When media make mistakes or are guilty of harmful bias, whether intended or not, they should be held to account. Normally this can involve complaints direct to media houses, but often that is not enough. In many countries around the world, national Press Councils have been established to assist readers in taking up complaints. Some of these are voluntary bodies supported by media and journalists, others are underpinned by law and influence by state institutions. A detailed list of all these groups with declarations on standards for media has been compiled by the Missouri School of Journalism and the Ethical Journalism Network.[1]

In Europe, there is a tradition of organising national Press Councils to deal with readers’ complaints and many of these have developed detailed guidelines on how to combat discrimination and bias, particularly related to the protection of the rights of ethnic, religious and cultural minorities.

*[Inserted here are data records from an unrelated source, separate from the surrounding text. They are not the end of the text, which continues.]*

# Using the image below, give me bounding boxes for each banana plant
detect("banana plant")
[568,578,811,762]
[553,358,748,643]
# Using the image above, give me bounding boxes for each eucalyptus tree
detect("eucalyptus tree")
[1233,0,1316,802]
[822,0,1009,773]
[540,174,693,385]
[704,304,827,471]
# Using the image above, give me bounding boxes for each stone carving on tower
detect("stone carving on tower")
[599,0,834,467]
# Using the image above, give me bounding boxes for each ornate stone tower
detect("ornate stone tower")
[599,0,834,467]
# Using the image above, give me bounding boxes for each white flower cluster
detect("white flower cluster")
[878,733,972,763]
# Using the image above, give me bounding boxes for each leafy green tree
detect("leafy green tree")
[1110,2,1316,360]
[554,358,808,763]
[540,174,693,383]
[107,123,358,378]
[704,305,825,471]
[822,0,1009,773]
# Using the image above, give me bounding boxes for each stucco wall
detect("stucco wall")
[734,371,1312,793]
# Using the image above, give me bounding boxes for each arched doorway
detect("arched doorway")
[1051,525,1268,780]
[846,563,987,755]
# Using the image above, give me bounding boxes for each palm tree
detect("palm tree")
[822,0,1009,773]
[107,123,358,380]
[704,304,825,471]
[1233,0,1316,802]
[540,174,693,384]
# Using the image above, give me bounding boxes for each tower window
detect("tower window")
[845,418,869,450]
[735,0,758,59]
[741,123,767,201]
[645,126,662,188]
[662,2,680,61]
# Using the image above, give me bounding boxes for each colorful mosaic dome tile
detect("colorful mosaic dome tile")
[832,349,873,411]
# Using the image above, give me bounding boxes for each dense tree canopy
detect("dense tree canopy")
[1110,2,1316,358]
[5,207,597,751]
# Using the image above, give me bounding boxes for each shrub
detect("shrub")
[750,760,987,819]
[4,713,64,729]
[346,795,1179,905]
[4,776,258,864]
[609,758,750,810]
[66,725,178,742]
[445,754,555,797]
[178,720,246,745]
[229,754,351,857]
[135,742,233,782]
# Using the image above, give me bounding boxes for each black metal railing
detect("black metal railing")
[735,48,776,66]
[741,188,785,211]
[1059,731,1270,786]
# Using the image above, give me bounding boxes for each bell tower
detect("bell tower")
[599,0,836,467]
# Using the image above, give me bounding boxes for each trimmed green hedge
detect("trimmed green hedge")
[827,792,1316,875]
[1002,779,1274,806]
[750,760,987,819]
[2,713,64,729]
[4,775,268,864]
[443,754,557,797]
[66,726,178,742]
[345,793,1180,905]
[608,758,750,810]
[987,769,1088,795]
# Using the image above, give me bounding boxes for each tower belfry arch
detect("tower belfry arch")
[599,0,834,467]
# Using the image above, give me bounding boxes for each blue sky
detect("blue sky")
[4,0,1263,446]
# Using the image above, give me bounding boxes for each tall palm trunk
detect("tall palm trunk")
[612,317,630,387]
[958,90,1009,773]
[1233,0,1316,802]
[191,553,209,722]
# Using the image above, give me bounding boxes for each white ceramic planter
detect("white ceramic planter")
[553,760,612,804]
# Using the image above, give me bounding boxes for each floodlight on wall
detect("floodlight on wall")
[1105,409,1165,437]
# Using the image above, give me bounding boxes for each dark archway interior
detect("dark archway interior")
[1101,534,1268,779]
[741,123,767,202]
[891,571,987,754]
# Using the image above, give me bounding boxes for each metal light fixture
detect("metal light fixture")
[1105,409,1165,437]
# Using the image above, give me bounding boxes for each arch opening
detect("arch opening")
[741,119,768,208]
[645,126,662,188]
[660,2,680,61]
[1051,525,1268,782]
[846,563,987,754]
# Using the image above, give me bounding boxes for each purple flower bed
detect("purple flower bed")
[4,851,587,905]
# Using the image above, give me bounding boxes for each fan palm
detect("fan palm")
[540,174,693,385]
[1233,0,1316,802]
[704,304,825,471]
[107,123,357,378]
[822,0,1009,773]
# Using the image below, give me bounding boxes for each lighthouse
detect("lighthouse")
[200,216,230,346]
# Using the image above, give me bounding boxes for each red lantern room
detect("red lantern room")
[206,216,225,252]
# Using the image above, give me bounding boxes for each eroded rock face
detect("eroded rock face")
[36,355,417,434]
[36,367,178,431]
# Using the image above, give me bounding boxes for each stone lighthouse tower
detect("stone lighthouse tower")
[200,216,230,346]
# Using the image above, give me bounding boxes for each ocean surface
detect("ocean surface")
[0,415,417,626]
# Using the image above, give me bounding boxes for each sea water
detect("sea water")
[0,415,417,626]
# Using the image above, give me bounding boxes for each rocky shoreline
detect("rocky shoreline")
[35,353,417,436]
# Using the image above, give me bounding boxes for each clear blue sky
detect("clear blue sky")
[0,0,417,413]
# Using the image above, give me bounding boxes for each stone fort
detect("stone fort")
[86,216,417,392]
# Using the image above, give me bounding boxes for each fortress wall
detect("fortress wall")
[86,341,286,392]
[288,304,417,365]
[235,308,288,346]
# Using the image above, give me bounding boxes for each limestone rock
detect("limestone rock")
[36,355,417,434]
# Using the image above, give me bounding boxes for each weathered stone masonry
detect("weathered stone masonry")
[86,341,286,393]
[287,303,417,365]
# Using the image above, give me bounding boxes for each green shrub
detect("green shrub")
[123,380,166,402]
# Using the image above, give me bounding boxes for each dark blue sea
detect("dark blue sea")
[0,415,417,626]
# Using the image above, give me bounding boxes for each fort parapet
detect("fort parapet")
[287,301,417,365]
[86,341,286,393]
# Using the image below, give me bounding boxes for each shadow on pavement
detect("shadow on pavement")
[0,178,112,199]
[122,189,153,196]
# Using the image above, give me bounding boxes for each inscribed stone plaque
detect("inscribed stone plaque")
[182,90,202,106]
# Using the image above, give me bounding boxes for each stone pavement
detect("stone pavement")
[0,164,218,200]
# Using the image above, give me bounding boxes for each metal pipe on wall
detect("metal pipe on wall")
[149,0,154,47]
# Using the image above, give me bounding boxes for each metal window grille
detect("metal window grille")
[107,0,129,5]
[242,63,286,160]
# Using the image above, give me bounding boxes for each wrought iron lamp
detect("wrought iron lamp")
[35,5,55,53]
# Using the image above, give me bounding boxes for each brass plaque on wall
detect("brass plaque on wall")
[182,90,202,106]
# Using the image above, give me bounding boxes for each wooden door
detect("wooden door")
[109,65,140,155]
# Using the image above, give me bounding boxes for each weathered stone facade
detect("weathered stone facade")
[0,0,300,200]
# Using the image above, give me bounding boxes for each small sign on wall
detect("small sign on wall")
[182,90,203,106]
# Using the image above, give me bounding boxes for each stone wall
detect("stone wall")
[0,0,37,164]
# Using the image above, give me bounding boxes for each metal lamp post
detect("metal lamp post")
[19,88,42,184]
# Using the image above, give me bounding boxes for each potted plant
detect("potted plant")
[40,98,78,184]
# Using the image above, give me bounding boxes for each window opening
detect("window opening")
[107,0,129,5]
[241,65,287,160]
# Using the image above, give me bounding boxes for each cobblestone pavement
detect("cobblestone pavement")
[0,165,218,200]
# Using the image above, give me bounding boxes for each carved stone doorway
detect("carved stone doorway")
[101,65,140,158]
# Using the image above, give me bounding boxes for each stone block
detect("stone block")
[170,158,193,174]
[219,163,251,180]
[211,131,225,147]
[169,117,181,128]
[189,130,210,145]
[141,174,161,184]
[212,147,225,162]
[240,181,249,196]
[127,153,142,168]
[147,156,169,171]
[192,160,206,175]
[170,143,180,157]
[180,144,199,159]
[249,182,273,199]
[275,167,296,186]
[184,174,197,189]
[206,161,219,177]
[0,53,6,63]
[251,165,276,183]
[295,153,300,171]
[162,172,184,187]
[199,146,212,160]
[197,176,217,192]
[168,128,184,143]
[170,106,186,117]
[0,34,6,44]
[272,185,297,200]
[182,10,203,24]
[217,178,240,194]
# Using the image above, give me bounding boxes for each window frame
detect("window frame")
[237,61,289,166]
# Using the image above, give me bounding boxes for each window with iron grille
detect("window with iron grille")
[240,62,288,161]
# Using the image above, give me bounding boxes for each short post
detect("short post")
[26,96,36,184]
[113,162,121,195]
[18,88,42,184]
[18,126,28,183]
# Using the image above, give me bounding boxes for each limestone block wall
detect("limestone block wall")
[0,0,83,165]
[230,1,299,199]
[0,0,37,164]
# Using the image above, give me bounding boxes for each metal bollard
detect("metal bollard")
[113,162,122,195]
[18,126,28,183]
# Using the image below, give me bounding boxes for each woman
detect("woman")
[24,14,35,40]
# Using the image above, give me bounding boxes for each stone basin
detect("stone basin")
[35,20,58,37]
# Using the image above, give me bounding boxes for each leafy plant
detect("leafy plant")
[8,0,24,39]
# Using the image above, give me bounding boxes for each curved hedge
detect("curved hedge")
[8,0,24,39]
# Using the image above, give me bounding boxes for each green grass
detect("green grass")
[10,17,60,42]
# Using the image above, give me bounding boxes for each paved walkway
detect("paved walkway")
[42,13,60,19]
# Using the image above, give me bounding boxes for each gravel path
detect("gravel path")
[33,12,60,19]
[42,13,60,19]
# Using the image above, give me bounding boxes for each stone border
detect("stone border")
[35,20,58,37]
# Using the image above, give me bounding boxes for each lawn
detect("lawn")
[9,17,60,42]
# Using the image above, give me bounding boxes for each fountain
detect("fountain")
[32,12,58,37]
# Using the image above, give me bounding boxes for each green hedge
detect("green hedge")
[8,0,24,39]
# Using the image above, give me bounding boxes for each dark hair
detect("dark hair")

The European Alliance of Independent Press Councils includes 34 national organisations as well as a number of associated press and media councils from countries bordering the European Union.[2] Many of these council are leaders in providing support for readers and those in the media audience who are victims of media bias. Some have developed very effective mechanisms for holding the press to account, as can be found in the Nordic countries, Britain, Germany and the Netherlands. These have been an inspiration for self-regulatory bodies in other countries, emerging from a period of conflict. The Press Council in Bosnia-Hercegovina, for example, and a similar media council in Kosovo, have been particularly important in helping to define standards for reporting that avoid encouraging Islamophobia or incitement to hostility between different religious communities.

To be effective Press Councils need to be supported by media organisations in their area of jurisdiction and to have the confidence of the public that they can monitor and restrain acts of journalism that may promote harmful communications. It is not always easy given the difficult political and economic conditions in which media work these days, but they do provide an important resource in terms of setting standards to which media and journalists should be held to account.